AI chatbots oversimplify scientific studies and gloss over critical details — the newest models are especially guilty

(Image credit: Getty Images/peshkov)

Large language models (LLMs) are becoming less "intelligent" in each new version as they oversimplify and, in some cases, misrepresent important scientific and medical findings, a new study has found.

Scientists discovered that versions of ChatGPT, Llama and DeepSeek were five times more likely to oversimplify scientific findings than human experts in an analysis of 4,900 summaries of research papers.

When given a prompt for accuracy, chatbots were twice as likely to overgeneralize findings than when prompted for a simple summary. The testing also revealed an increase in overgeneralizations among newer chatbot versions compared to previous generations.

The researchers published their findings in a new study April 30 in the journal Royal Society Open Science.

"I think one of the biggest challenges is that generalization can seem benign, or even helpful, until you realize it's changed the meaning of the original research," study author Uwe Peters, a postdoctoral researcher at the University of Bonn in Germany, wrote in an email to Live Science. "What we add here is a systematic method for detecting when models generalize beyond what’s warranted in the original text."

It's like a photocopier with a broken lens that makes the subsequent copies bigger and bolder than the original. LLMs filter information through a series of computational layers. Along the way, some information can be lost or change meaning in subtle ways. This is especially true with scientific studies, since scientists must frequently include qualifications, context and limitations in their research results. Providing a simple yet accurate summary of findings becomes quite difficult.

"Earlier LLMs were more likely to avoid answering difficult questions, whereas newer, larger, and more instructible models, instead of refusing to answer, often produced misleadingly authoritative yet flawed responses," the researchers wrote.

In one example from the study, DeepSeek produced a medical recommendation in one summary by changing the phrase "was safe and could be performed successfully" to "is a safe and effective treatment option."

Another test in the study showed Llama broadened the scope of effectiveness for a drug treating type 2 diabetes in young people by eliminating information about the dosage, frequency, and effects of the medication.

If published, this chatbot-generated summary could cause medical professionals to prescribe drugs outside of their effective parameters.

Unsafe treatment options

In the new study, researchers worked to answer three questions about 10 of the most popular LLMs (four versions of ChatGPT, three versions of Claude, two versions of Llama, and one of DeepSeek).

They wanted to see if, when presented with a human summary of an academic journal article and prompted to summarize it, the LLM would overgeneralize the summary and, if so, whether asking it for a more accurate answer would yield a better result.
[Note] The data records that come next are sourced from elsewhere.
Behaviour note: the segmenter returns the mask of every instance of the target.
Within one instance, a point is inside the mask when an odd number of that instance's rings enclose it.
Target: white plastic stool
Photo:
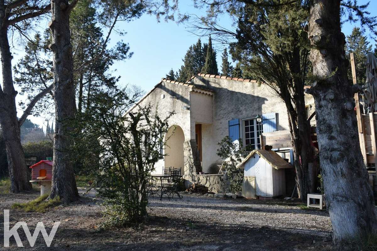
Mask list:
[[[311,199],[319,199],[319,204],[311,204]],[[316,207],[321,210],[323,208],[323,202],[325,202],[325,195],[320,193],[308,194],[308,207]]]

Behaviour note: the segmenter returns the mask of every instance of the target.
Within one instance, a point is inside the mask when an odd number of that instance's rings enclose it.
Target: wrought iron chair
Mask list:
[[[168,191],[170,192],[169,198],[170,196],[172,198],[175,194],[176,194],[180,199],[183,196],[179,195],[179,183],[181,182],[181,169],[174,168],[169,172],[169,179],[168,181]]]

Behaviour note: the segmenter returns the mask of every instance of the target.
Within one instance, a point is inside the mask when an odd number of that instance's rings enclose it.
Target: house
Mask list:
[[[176,113],[167,135],[175,128],[175,132],[162,150],[167,155],[156,164],[155,172],[181,167],[186,180],[204,184],[221,183],[213,175],[222,161],[216,154],[218,143],[225,137],[261,149],[261,132],[289,130],[282,99],[253,79],[200,73],[184,83],[163,78],[129,111],[150,103],[161,116],[167,110]],[[197,175],[199,172],[212,176]]]
[[[253,151],[238,167],[244,169],[242,196],[253,199],[285,194],[285,169],[293,167],[274,151]]]

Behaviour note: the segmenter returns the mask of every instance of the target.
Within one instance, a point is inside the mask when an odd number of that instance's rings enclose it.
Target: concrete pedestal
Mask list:
[[[40,182],[41,184],[41,196],[51,193],[51,181],[41,181]]]

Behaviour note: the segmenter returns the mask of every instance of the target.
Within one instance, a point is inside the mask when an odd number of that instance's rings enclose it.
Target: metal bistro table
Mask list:
[[[182,196],[180,195],[177,189],[178,183],[183,176],[182,175],[174,175],[169,174],[151,174],[149,177],[151,178],[157,178],[160,180],[161,185],[152,187],[157,189],[156,192],[153,193],[151,191],[151,194],[158,194],[158,191],[161,191],[161,193],[159,195],[160,196],[160,200],[162,200],[162,196],[164,194],[167,195],[167,197],[170,199],[173,198],[175,194],[178,195],[179,199],[182,199]],[[166,183],[164,181],[166,181]]]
The team also aimed to find whether the LLMs would overgeneralize more than humans do.

The findings revealed that LLMs — with the exception of Claude, which performed well on all testing criteria — that were given a prompt for accuracy were twice as likely to produce overgeneralized results. LLM summaries were nearly five times more likely than human-generated summaries to render generalized conclusions.

The researchers also noted that LLMs transitioning quantified data into generic information were the most common overgeneralizations and the most likely to create unsafe treatment options.

These transitions and overgeneralizations have led to biases, according to experts at the intersection of AI and healthcare.

"This study highlights that biases can also take more subtle forms — like the quiet inflation of a claim's scope," Max Rollwage, vice president of AI and research at Limbic, a clinical mental health AI technology company, told Live Science in an email. "In domains like medicine, LLM summarization is already a routine part of workflows. That makes it even more important to examine how these systems perform and whether their outputs can be trusted to represent the original evidence faithfully."

Such discoveries should prompt developers to create workflow guardrails that identify oversimplifications and omissions of critical information before putting findings into the hands of public or professional groups, Rollwage said.

While comprehensive, the study had limitations; future studies would benefit from extending the testing to other scientific tasks and non-English texts, as well as from testing which types of scientific claims are more subject to overgeneralization, said Patricia Thaine, co-founder and CEO of Private AI — an AI development company.

Rollwage also noted that "a deeper prompt engineering analysis might have improved or clarified results," while Peters sees larger risks on the horizon as our dependence on chatbots grows.

"Tools like ChatGPT, Claude and DeepSeek are increasingly part of how people understand scientific findings," he wrote. "As their usage continues to grow, this poses a real risk of large-scale misinterpretation of science at a moment when public trust and scientific literacy are already under pressure."